Meet the most deliciously flexible phaser.
The Transmogriphaser is an OTA-based 4-Stage phaser pedal with some serious room for exploration and control. Utilizing an internal charge pump to boost the required 9V supply to about 16V, the Transmogriphaser has enough headroom to make this one of the cleanest phasers in town, while still offering a healthy portion of scrumptious, gooey phase shifting.
With two sets of controls, one can setup two completely different sounds in a single package and switch between them with the Mode footswitch. Whether you want a subtle, vibey wobble or a throaty, almost filter-like sweep, this stompbox will take you to both of those places and all the swirling daydreams in between.
This phaser pedal is true bypass and requires 9V DC center negative power (no batteries).
The standard and phat versions are functionally identical, but the phat knobs are slightly larger.
Depth - This controls the amount of phase shifting that occurs. Dialing it back will yield a mild wobble and cranking it up will lead to a deep swirling phasing.
Feedback - This controls the resonance in the circuit. Dialing this down will make the overall effect more subdued and cranking it will lead to an almost vocal-like phase shifting. The depth and feedback react to one another so make sure to explore them both at the same time.
Rate - This controls the frequency of the LFO that sweeps the phase shifting.
Range - This changes the minimum and maximum settings of the rate control. When in the down position, slower phasing can be achieved and when in the up position, the maximum rate increases almost into ring modulator territory.

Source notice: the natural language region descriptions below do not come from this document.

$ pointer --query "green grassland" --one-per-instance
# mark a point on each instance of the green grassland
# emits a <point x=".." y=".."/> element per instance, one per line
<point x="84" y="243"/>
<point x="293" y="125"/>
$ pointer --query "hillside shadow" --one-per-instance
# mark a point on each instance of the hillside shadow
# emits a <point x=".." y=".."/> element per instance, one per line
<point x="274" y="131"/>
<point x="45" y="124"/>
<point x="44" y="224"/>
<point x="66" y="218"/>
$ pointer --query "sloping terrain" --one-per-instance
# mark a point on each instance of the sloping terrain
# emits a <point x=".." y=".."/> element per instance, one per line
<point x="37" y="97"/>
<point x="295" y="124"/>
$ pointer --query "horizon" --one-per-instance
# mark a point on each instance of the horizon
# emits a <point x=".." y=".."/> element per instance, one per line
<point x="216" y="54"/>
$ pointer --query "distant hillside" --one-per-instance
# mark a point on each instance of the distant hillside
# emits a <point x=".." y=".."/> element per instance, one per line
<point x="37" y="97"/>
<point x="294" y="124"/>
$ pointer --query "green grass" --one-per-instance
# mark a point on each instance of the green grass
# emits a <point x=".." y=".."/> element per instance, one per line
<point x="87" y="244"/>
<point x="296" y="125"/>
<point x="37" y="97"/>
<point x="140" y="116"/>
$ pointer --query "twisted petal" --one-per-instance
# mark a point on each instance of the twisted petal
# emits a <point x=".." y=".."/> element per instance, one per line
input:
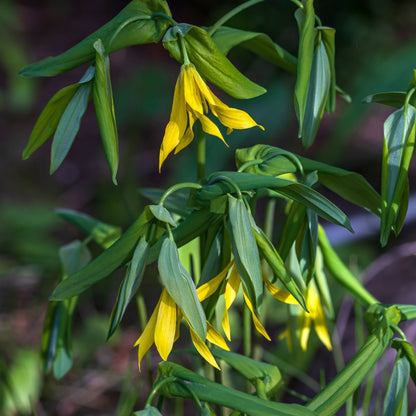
<point x="177" y="123"/>
<point x="260" y="328"/>
<point x="202" y="349"/>
<point x="318" y="318"/>
<point x="231" y="290"/>
<point x="165" y="325"/>
<point x="146" y="339"/>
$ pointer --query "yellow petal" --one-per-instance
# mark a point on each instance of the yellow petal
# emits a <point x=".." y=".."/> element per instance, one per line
<point x="203" y="349"/>
<point x="188" y="136"/>
<point x="165" y="325"/>
<point x="304" y="329"/>
<point x="177" y="123"/>
<point x="207" y="289"/>
<point x="233" y="117"/>
<point x="256" y="321"/>
<point x="318" y="317"/>
<point x="215" y="337"/>
<point x="230" y="293"/>
<point x="209" y="127"/>
<point x="146" y="339"/>
<point x="279" y="294"/>
<point x="191" y="90"/>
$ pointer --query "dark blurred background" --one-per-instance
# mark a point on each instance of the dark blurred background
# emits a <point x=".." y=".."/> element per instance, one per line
<point x="376" y="51"/>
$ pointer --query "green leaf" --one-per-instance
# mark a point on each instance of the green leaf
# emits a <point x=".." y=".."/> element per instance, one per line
<point x="328" y="39"/>
<point x="261" y="44"/>
<point x="68" y="125"/>
<point x="102" y="233"/>
<point x="270" y="254"/>
<point x="105" y="263"/>
<point x="305" y="18"/>
<point x="276" y="187"/>
<point x="181" y="287"/>
<point x="273" y="161"/>
<point x="219" y="394"/>
<point x="213" y="65"/>
<point x="317" y="95"/>
<point x="395" y="401"/>
<point x="394" y="99"/>
<point x="406" y="349"/>
<point x="245" y="249"/>
<point x="399" y="136"/>
<point x="104" y="108"/>
<point x="252" y="370"/>
<point x="129" y="285"/>
<point x="162" y="214"/>
<point x="334" y="395"/>
<point x="148" y="411"/>
<point x="132" y="26"/>
<point x="56" y="346"/>
<point x="48" y="120"/>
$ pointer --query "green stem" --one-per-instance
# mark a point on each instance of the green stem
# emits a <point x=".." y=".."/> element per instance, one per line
<point x="341" y="273"/>
<point x="157" y="387"/>
<point x="201" y="153"/>
<point x="164" y="16"/>
<point x="247" y="338"/>
<point x="177" y="187"/>
<point x="231" y="14"/>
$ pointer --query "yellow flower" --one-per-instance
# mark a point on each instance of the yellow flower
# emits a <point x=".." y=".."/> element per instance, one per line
<point x="162" y="329"/>
<point x="191" y="101"/>
<point x="304" y="321"/>
<point x="230" y="291"/>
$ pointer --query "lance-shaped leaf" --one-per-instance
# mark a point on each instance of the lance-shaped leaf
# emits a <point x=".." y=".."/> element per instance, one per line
<point x="395" y="401"/>
<point x="56" y="346"/>
<point x="104" y="108"/>
<point x="68" y="125"/>
<point x="273" y="161"/>
<point x="334" y="395"/>
<point x="53" y="114"/>
<point x="227" y="38"/>
<point x="245" y="249"/>
<point x="270" y="254"/>
<point x="129" y="285"/>
<point x="276" y="187"/>
<point x="216" y="393"/>
<point x="316" y="98"/>
<point x="134" y="25"/>
<point x="394" y="99"/>
<point x="106" y="262"/>
<point x="399" y="137"/>
<point x="305" y="18"/>
<point x="102" y="233"/>
<point x="181" y="287"/>
<point x="254" y="371"/>
<point x="213" y="65"/>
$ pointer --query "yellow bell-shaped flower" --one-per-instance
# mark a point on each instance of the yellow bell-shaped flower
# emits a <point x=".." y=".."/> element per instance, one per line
<point x="191" y="101"/>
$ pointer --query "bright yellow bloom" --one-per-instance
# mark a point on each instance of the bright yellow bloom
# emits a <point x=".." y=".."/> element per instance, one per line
<point x="230" y="291"/>
<point x="305" y="320"/>
<point x="162" y="329"/>
<point x="191" y="101"/>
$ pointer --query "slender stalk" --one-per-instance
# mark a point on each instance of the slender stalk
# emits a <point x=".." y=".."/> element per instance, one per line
<point x="231" y="14"/>
<point x="201" y="153"/>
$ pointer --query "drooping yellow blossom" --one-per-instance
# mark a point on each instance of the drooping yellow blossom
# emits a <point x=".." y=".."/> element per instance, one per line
<point x="191" y="101"/>
<point x="305" y="320"/>
<point x="162" y="329"/>
<point x="230" y="291"/>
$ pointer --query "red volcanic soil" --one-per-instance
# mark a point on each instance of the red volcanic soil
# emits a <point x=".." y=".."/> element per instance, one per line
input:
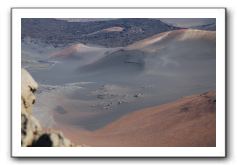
<point x="187" y="122"/>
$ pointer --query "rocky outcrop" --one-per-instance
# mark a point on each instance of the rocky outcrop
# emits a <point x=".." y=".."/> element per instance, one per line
<point x="32" y="134"/>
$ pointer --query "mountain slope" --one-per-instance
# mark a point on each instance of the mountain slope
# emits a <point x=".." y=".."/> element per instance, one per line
<point x="187" y="122"/>
<point x="110" y="33"/>
<point x="178" y="49"/>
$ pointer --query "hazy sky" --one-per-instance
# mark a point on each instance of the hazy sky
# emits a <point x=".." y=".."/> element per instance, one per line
<point x="182" y="22"/>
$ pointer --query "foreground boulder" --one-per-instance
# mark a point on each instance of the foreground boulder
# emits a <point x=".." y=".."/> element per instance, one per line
<point x="32" y="134"/>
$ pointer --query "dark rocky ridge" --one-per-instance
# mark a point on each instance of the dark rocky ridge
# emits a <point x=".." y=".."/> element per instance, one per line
<point x="61" y="32"/>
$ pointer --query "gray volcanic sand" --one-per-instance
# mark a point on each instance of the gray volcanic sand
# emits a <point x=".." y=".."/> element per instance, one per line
<point x="92" y="88"/>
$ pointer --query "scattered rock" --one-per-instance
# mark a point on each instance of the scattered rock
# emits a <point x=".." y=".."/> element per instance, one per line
<point x="32" y="134"/>
<point x="138" y="95"/>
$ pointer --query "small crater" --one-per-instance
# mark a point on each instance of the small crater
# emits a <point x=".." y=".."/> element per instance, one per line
<point x="184" y="109"/>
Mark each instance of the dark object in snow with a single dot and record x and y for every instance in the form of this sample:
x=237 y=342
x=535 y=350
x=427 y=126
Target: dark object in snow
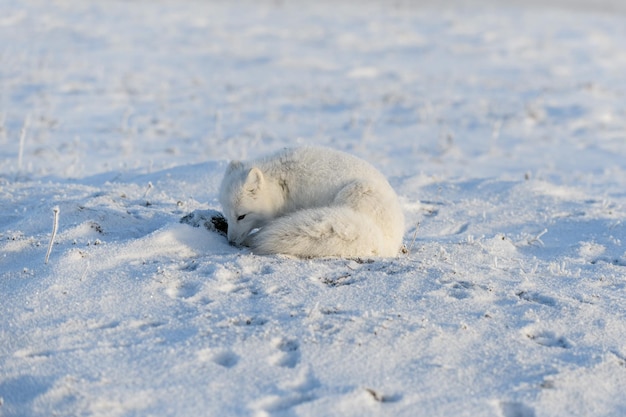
x=212 y=220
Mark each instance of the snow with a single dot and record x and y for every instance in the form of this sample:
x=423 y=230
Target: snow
x=501 y=126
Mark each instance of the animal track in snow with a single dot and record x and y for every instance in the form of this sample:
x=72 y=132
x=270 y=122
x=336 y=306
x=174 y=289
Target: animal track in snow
x=224 y=358
x=288 y=354
x=515 y=409
x=181 y=289
x=548 y=339
x=535 y=297
x=293 y=393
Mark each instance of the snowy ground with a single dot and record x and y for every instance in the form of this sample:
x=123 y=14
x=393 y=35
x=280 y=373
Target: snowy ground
x=503 y=129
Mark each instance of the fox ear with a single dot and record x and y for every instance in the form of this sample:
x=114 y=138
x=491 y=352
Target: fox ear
x=254 y=181
x=233 y=166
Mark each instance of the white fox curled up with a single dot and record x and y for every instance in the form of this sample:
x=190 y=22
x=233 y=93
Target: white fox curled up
x=311 y=202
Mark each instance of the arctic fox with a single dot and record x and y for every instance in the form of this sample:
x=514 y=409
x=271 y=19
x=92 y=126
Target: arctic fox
x=311 y=202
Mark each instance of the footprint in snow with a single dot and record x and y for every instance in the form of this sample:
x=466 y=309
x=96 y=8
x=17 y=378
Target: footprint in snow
x=515 y=409
x=288 y=355
x=548 y=339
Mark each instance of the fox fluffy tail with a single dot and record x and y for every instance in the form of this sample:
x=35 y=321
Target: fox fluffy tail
x=324 y=232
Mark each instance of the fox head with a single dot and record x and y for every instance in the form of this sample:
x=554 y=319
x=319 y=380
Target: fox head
x=246 y=200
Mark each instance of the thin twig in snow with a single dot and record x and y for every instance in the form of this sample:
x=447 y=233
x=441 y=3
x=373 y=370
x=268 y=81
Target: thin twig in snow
x=55 y=226
x=20 y=155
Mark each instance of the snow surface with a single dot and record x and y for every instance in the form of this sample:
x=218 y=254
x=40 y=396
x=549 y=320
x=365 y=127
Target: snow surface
x=502 y=127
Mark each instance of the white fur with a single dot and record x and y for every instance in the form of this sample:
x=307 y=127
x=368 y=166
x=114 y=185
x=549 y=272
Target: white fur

Mode - The Mode switch on the left switches between the two sets of controls. The selected mode is indicated by the two pulsing LEDs in the middle of the pedal. When the left one is oscillating, the controls on the left are active and vice versa.
FX - Push this switch to turn the phaser on or push it again to turn it off because the rest of the band is getting tired of always playing Pink Floyd songs and really would prefer to start rehearsing the math-rock opera that the drummer wrote.